An early digital Expedition Timex is featured in this post, dated around 1998 (80 M745) in pretty decent all round condition. The digital display is clear and basically as good as the day it was bought. Classed as a Chronograph model the features are more or less what you get in the current Expedition models.
Digital display wise – Standard view is along the lower part, hours, minutes and seconds plus an AM/PM indicator and the upper part shows Day, Month and Date. Using the lower left pusher or “mode”, this changes the display in turn to Chronograph (with slit/lap timing), Alarm, Timer (100hrs) and 2nd Time Zone, in that order. This model also features a 12/24hr display option and an Hourly Chime. It has a night light (Indiglo) using the top left pusher which is on as long as the pusher is pressed. All setting is done using the lower right pusher and the top right pusher selects Alarm on or off etc. So quite familiar really to anyone used to using these digital display watches. Note in the images shown here the display shows grey background and black numerals when light is not being reflected off it, however its almost fluorescent when the light strikes at some angles and then appears very high contrast green background with black numerals.

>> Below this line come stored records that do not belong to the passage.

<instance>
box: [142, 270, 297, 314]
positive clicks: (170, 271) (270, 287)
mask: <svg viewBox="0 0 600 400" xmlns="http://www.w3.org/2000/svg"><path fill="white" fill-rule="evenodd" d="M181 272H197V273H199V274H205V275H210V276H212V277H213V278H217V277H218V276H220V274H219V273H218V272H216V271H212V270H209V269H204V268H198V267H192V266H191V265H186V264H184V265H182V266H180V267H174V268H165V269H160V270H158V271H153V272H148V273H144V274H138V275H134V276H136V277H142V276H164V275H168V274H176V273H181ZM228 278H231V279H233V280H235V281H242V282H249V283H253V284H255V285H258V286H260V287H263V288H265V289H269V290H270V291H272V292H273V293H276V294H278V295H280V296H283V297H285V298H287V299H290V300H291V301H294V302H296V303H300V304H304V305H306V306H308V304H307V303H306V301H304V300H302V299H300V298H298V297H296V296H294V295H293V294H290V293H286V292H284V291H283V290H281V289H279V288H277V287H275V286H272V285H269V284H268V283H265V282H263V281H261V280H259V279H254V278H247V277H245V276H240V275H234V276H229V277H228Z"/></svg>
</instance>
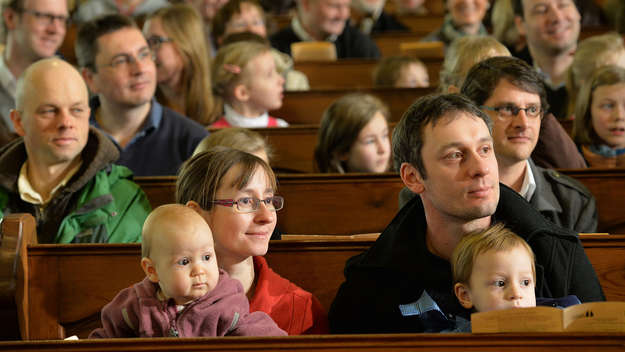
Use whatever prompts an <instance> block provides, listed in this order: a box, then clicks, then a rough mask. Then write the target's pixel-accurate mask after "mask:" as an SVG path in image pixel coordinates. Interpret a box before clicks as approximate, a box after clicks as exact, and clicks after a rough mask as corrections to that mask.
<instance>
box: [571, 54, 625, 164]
mask: <svg viewBox="0 0 625 352" xmlns="http://www.w3.org/2000/svg"><path fill="white" fill-rule="evenodd" d="M573 140H574V141H575V142H576V143H577V145H578V147H579V149H580V150H581V152H582V155H583V156H584V158H585V159H586V162H587V163H588V166H589V167H619V168H621V167H625V68H622V67H620V66H604V67H601V68H599V69H597V70H596V71H595V72H594V73H593V75H592V76H591V78H590V79H589V80H587V81H586V82H585V83H584V84H583V85H582V88H581V91H580V92H579V96H578V99H577V104H576V108H575V121H574V122H573Z"/></svg>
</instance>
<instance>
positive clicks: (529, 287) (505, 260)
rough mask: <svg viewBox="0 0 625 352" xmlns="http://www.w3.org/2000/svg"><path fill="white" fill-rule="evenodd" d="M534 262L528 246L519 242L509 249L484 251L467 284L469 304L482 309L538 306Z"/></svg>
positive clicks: (511, 307)
mask: <svg viewBox="0 0 625 352" xmlns="http://www.w3.org/2000/svg"><path fill="white" fill-rule="evenodd" d="M534 287H535V282H534V277H533V274H532V262H531V257H530V255H529V253H527V250H526V249H525V248H523V247H521V246H517V247H515V248H513V249H511V250H508V251H495V250H489V251H486V252H484V253H480V254H479V255H478V256H477V257H476V258H475V262H474V264H473V272H472V274H471V278H470V280H469V286H468V287H466V296H465V297H464V298H465V300H464V301H463V299H462V298H461V297H458V298H459V299H460V302H461V304H462V305H463V306H464V307H465V308H472V307H475V310H476V311H478V312H486V311H490V310H499V309H507V308H521V307H534V306H536V295H535V293H534Z"/></svg>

In most conditions it’s pretty good though as most of these, the top data can be slightly over-shadowed by the black surround of the watch face. Still featured on some current watches, though I note many now have a visible face area wider than the numerals, so avoiding any possibility of shadows.
It’s a very neat watch at 39mm diameter and only 9mm depth, so a good bit smaller than current Expedition models. It has spring bars so you can fit any standard strap to it, though it actually measures a slightly non standard, but gettable, 19mm width. I have a Timex “E” quick wrap strap fitted and it is perfect and comfortable.
In a dark almost black resin case, light grey bezel with printed pusher data, the back has a stainless steel plate secured by 4 x corner screws and has it has 100m Water Resistance.
Some of the older Timex models like this one, for me, are often nicer to wear than the present offerings. Only 15 years before the current stuff (an age in electronics of course) the displays funnily enough tended to be neater, as are the watches which were smaller and slimmer and yet managed to portray the excitement of the new Digital age without bulk or large knurled or knobbly bits here and there. They were and still are science fiction in a way, because they’re ground breaking and the core function and the attraction of the watch is not obscured by too much over the top and perhaps unnecessary Dr Who extravagance. Note this model has a battery life of around 6.5 years.
I might yet add more to my digital collection, though perhaps it could be more appropriate to call it my Timex collection, as I seem to be acquiring more of these by the week! Whatever – I’m sure it won’t be the last!
UPDATE – 4th August 2014
Started to get a little erratic this morning and I decided to check out and hopefully replace the battery – assuming this was the problem. Removed the 4 back screws and realized this was a different style of module that I am used to. The center part is a round cover which is actually clipped on to the very large CR2016 battery! The cover is held down by 3 screws to the module board. Simply removed these and un-clipped the battery from the cover once it was in my hand. Replaced the battery by clipping the cover over it, then dropped the cover and battery assembly on to the board, lining up the 3 screw holes and screwed it back in place. Writing on the cover says to “press this” to reset after battery change, referring I think to small metal contact on the module. However on turning the watch over I saw that the digits were indicating fine, so skipped that instruction. Replaced the back of the watch and set the time data. All functions are working perfectly now including the back light, which actually was the first problem I saw prior to replacing the battery. Instead of lighting, it indicated code and altered the time setting to 12:00. This I suspected was the lack of power – hence the battery change today. It took me about 10 minutes start to finish.
Sorry I didn’t think to take photographs, but suffice to say it was very easy to manage.
UPDATE – 16th July 2021
Well here we are some 7 years later after the last battery change. The watch is still working perfectly, display showing just great and a testament to the longevity of this classic Timex Expedition watch. The only thing I had to do was correct the day from the 18th to the 16th (today) and re-adjust the time slightly – it was 5 minutes fast – which is not bad after 7 years from an early quartz.